Pafy Documentation

This is the documentation for pafy - a Python library to download YouTube content and retrieve metadata

A quick start intro with usage examples is available in the README

Development / Source code / Bug reporting: github.com/np1/pafy

Homepage: np1.github.io/pafy

API Keys

Specifying an API key is optional, as pafy includes one. However, it is prefered that software calling pafy provides it’s own API key, and the default may be removed in the future.

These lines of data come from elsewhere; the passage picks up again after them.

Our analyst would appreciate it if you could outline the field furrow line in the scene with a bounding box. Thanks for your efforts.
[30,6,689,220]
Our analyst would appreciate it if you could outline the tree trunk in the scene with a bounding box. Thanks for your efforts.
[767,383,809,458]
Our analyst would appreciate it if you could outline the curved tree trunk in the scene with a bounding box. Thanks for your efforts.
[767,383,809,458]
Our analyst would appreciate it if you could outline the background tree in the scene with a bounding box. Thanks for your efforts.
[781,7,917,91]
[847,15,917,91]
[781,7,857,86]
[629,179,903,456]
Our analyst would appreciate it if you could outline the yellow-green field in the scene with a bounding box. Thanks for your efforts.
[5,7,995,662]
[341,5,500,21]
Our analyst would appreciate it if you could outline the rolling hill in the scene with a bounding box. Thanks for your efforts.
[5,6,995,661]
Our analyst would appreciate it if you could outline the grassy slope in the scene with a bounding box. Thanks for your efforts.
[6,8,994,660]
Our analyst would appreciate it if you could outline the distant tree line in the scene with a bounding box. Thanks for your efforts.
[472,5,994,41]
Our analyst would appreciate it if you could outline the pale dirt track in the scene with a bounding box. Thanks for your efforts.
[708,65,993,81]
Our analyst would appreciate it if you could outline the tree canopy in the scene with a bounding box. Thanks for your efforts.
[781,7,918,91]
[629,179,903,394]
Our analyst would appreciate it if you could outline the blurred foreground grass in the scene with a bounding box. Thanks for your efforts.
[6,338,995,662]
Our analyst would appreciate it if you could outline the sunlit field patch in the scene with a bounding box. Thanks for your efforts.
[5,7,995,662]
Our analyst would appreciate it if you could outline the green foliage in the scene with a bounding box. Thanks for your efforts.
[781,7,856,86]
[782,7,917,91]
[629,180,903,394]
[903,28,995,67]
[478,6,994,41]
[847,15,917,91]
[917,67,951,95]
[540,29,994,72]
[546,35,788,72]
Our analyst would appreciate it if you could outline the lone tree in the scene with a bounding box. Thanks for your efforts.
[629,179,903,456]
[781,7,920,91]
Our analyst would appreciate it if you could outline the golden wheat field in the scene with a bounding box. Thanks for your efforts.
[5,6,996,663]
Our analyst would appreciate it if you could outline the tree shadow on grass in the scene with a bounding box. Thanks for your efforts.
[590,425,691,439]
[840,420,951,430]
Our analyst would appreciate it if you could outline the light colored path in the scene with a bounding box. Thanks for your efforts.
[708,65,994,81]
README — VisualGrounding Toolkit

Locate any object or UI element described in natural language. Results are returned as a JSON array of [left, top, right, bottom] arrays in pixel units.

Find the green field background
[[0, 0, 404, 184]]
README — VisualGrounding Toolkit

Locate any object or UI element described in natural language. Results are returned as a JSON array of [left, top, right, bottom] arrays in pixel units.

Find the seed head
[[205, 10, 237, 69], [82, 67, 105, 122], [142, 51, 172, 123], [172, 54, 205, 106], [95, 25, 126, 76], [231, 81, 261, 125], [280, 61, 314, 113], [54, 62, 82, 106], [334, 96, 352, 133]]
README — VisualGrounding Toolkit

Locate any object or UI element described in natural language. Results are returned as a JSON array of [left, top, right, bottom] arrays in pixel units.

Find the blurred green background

Information from Google about obtaining an API key

pafy.set_api_key(key)

“Sets the API key for pafy to use.”

Parameters:key – API key to use

Pafy Objects and Stream Objects

Pafy objects relate to videos hosted on YouTube. They hold metadata such as title, viewcount, author and video ID

Stream objects relate to individual streams of a YouTube video. They hold stream-specific data such as resolution, bitrate and url. Each Pafy object contains multiple stream objects.

Pafy Objects

Create a Pafy object using the pafy.new() function, giving a YouTube video URL as the argument.

pafy.new(video_url[, basic=True][, gdata=False][, signature=True][, size=False][, callback=None])

Creates a new Pafy object. All optional arguments (apart from callback) are used to specify which data items are fetched on initialisation.

Parameters:
  • url (str) – The YouTube url or 11 character video id of the video
  • basic (bool) – fetch basic metadata and streams
  • gdata (bool) – fetch gdata info (upload date, description, category, username, likes, dislikes)
  • signature (bool) – Note: The signature argument now has no effect and will be removed in a future version
  • size (bool) – fetch the size of each stream (slow)(decrypts urls if needed)
  • callback (function) – a callback function to receive status strings
Return type:

pafy.Pafy

If any of basic, gdata or size are False, those data items will be fetched only when first called for.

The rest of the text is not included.